Alleged pattern

Accounts describe a pattern in which, after personal or romantic conflict, Cassidy Johnstone allegedly attacks people’s reputations face to face, casting them as dangerous, dishonest, or otherwise unfit, rather than resolving conflict privately.

This page stays high-level on purpose. Victims are not named. The point is the alleged behaviour: using spoken falsehoods and intimidation when relationships sour, not an online smear campaign.

Sydney, The Press

One anonymous account places Cassidy Ellen Johnstone at The Press in Sydney with another person from the same industry. When she allegedly saw someone she had previously dated, she began walking out. As she left, Cassidy Johnstone allegedly told that man false and misleading information about him, including calling him a bad person and a “hacker,” and saying she was going to ruin his life, to the point that he felt afraid of her.

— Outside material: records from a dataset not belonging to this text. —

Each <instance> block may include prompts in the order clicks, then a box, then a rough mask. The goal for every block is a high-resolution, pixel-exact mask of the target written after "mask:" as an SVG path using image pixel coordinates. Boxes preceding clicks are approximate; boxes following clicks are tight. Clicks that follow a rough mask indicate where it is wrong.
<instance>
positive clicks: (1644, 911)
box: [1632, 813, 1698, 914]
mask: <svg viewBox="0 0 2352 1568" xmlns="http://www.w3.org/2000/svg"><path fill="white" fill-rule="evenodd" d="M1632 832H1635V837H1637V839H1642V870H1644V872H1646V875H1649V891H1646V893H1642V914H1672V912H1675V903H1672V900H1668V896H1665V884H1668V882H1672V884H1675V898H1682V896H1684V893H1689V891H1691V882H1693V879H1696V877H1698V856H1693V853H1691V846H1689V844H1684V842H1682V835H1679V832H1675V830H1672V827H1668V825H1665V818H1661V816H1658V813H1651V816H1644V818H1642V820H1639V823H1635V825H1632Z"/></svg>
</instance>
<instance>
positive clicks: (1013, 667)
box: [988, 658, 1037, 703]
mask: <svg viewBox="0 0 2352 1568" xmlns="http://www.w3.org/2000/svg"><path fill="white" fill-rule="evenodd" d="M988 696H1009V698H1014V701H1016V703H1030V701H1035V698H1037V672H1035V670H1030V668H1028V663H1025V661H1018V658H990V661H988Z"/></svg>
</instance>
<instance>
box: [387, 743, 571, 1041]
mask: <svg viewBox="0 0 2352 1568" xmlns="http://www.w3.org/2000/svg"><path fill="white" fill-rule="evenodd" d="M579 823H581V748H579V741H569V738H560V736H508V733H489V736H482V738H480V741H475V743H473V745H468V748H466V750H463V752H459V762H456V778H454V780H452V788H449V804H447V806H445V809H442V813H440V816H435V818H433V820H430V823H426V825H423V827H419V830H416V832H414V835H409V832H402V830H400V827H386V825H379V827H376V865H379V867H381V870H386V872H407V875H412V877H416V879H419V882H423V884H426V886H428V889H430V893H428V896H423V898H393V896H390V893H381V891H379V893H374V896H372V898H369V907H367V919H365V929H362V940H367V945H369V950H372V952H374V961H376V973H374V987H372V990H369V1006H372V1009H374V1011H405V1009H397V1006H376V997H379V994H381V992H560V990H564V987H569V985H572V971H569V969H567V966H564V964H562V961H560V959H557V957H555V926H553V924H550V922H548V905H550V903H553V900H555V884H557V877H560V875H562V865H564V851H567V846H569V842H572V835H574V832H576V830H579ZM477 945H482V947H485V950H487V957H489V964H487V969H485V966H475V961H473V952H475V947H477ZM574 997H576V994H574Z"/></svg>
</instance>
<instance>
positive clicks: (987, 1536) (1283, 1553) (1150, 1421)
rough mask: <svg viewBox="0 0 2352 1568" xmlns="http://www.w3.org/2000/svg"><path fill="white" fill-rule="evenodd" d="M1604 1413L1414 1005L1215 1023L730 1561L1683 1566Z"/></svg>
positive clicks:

Again: no third parties are identified here. The claim is presented as an allegation from an anonymous account, not as a court finding. This was alleged to have happened in person at the venue, not online.

Context

Public professional identity for Cassidy Ellen Johnstone is easy to find, including her LinkedIn profile (cassidyjohnstone) and association with CyberCX/ cybersecurity. That makes reputation attacks in shared industry spaces especially serious for people who may encounter her in person. Readers should weigh these allegations alongside the verified court record, the hiring-risk section, and the dating-conduct account.